A causa de esto, los bolsonaristas intentaron acceder a la fuerza en un edificio administrativo de la Policia Federal, en el centro de Brasilia, enseguida fueron dispersados por la fuerza de seguridad, quienes dispararon balas de goma y gases lacrimogenos.
Los disturbios se extendieron más ella del edificio administrativo, llegaron hasta una zona hotelera, donde se ubica el hotel en el que se encuentra hospedado el presidente electo Lula Da Silva, quien asumira el 1 de enero.
Al ocurrir tales altercados, la policia local monto un operativo de seguridad especial entorno al hotel e incluso desplazo un helicoptero al edificio, aunque finalmente el presidente electo no fue evacuado.

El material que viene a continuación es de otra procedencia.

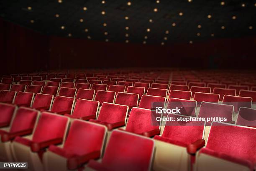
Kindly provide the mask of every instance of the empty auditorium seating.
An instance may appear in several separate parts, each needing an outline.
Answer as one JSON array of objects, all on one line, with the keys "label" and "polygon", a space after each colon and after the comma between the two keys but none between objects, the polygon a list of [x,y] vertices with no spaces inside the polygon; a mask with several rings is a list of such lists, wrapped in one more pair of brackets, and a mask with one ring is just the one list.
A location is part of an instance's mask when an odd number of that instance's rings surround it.
[{"label": "empty auditorium seating", "polygon": [[118,93],[115,103],[126,105],[131,110],[133,107],[138,107],[139,96],[138,94],[119,92]]},{"label": "empty auditorium seating", "polygon": [[57,96],[57,93],[59,91],[59,87],[54,87],[51,86],[45,86],[43,89],[42,93],[43,94],[51,94],[54,96]]},{"label": "empty auditorium seating", "polygon": [[18,106],[31,107],[35,94],[20,91],[17,93],[14,104]]},{"label": "empty auditorium seating", "polygon": [[103,102],[113,103],[115,97],[115,92],[98,90],[96,93],[94,100],[99,101],[100,105],[101,106]]},{"label": "empty auditorium seating", "polygon": [[76,101],[79,98],[92,100],[95,94],[95,90],[80,88],[77,91],[76,96]]},{"label": "empty auditorium seating", "polygon": [[164,107],[165,98],[149,95],[142,95],[139,108],[156,110],[156,107]]},{"label": "empty auditorium seating", "polygon": [[147,95],[166,97],[167,90],[149,88],[147,92]]},{"label": "empty auditorium seating", "polygon": [[35,95],[41,93],[43,87],[41,86],[28,85],[26,88],[26,92],[33,93]]},{"label": "empty auditorium seating", "polygon": [[[79,170],[90,160],[100,158],[105,134],[104,126],[74,121],[63,147],[51,145],[44,154],[46,170]],[[58,161],[59,164],[56,161]]]},{"label": "empty auditorium seating", "polygon": [[115,130],[101,161],[91,160],[87,167],[98,171],[151,170],[154,148],[151,139]]},{"label": "empty auditorium seating", "polygon": [[177,98],[182,99],[190,100],[192,93],[190,91],[182,91],[171,90],[169,94],[169,98]]},{"label": "empty auditorium seating", "polygon": [[145,87],[128,86],[127,93],[138,94],[139,95],[139,99],[140,99],[142,95],[145,94]]},{"label": "empty auditorium seating", "polygon": [[234,112],[238,113],[241,107],[251,108],[252,99],[251,97],[224,95],[223,104],[234,106]]},{"label": "empty auditorium seating", "polygon": [[38,93],[36,95],[32,108],[36,110],[50,110],[52,105],[54,96]]},{"label": "empty auditorium seating", "polygon": [[206,146],[197,156],[196,171],[253,171],[256,129],[213,122]]},{"label": "empty auditorium seating", "polygon": [[219,94],[220,95],[220,101],[222,101],[225,95],[236,96],[236,89],[214,88],[212,93],[214,94]]}]

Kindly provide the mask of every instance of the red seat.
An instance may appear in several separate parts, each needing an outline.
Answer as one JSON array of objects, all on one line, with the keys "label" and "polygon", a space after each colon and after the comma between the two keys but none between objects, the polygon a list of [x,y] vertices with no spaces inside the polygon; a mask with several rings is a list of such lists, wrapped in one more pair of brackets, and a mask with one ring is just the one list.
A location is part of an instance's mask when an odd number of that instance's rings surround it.
[{"label": "red seat", "polygon": [[43,89],[43,94],[51,94],[54,96],[57,96],[59,91],[59,87],[53,87],[51,86],[45,86]]},{"label": "red seat", "polygon": [[150,170],[154,148],[151,139],[115,130],[101,162],[91,160],[87,166],[97,171]]},{"label": "red seat", "polygon": [[66,163],[64,167],[67,167],[67,170],[79,170],[90,160],[100,158],[105,135],[106,129],[103,126],[82,121],[74,121],[63,146],[61,148],[51,145],[49,151],[45,154],[44,160],[47,161],[45,165],[46,170],[60,169],[61,167],[55,162],[60,160],[64,161]]},{"label": "red seat", "polygon": [[124,126],[127,118],[128,107],[127,106],[104,102],[96,120],[90,121],[105,126],[109,131]]},{"label": "red seat", "polygon": [[127,88],[127,93],[139,95],[139,99],[145,94],[145,87],[133,87],[129,86]]},{"label": "red seat", "polygon": [[26,92],[33,93],[35,95],[41,93],[43,87],[40,86],[28,85],[26,89]]},{"label": "red seat", "polygon": [[38,93],[36,95],[32,108],[36,110],[50,110],[52,105],[54,96]]},{"label": "red seat", "polygon": [[177,98],[182,99],[190,100],[192,92],[189,91],[181,91],[171,90],[169,94],[169,98]]},{"label": "red seat", "polygon": [[14,105],[0,103],[0,128],[9,126],[16,110]]},{"label": "red seat", "polygon": [[115,92],[99,90],[96,93],[94,100],[99,101],[100,105],[101,106],[103,102],[114,103],[115,97]]},{"label": "red seat", "polygon": [[214,88],[213,93],[214,94],[219,94],[220,95],[220,101],[222,101],[225,95],[236,96],[236,89]]},{"label": "red seat", "polygon": [[118,93],[115,103],[126,105],[131,110],[133,107],[138,107],[138,94],[119,92]]},{"label": "red seat", "polygon": [[14,104],[18,106],[31,107],[35,94],[33,93],[18,92]]},{"label": "red seat", "polygon": [[241,107],[251,108],[252,98],[251,97],[238,97],[224,95],[223,104],[234,106],[234,112],[238,113]]}]

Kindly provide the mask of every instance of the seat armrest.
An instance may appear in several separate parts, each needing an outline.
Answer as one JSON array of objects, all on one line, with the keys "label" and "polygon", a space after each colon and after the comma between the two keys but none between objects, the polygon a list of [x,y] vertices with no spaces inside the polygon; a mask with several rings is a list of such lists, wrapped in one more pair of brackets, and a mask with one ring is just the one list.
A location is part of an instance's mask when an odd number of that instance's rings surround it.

Con la protesta bajo control, el futuro Ministro de Justicia de Lula, Flavio Dino, garantizo que el mandatario se encuentra seguro y en ningun momento se vio expuesto a algun tipo de riesgo.
En el desarrollo de la protesta, los maanifestantes quemaron vehiculos cercanos al edificio de la delegacion policial, empujaron un colectivo, que posteriormente quedo colgado del viaducto que superpone dos de las principales avenidas de la capital.
El silencio del gobierno de Jair Bolsonaro:
Flávio Dino, futuro ministro de justicia, prometió en una rueda de prensa que todos los implicados en actos de vandalismo “serán responsabilizados”.
Además afirmó que : “El intento de invasión al predio de la Policía Federal en Brasilia es inaceptable”, “Los que se consideran perjudicados tienen que ofrecer las respuestas adecuadas, jamás practicar violencia política”, agregó Dino, quien volvió afirmar que “la seguridad de Lula está garantizada”.
En cambio, por el lado del Gobierno liderado por Bolsonaro, nadie condenó los ataques hasta entrada la madrugada. El único aviso por parte del Gobierno fue del ministro de Justicia, Anderson Torres, que dijo en redes sociales que “todo será investigado y aclarado” y garantizó que la Policía Federal colaboró con las autoridades locales para “contener la violencia y restablecer el orden”.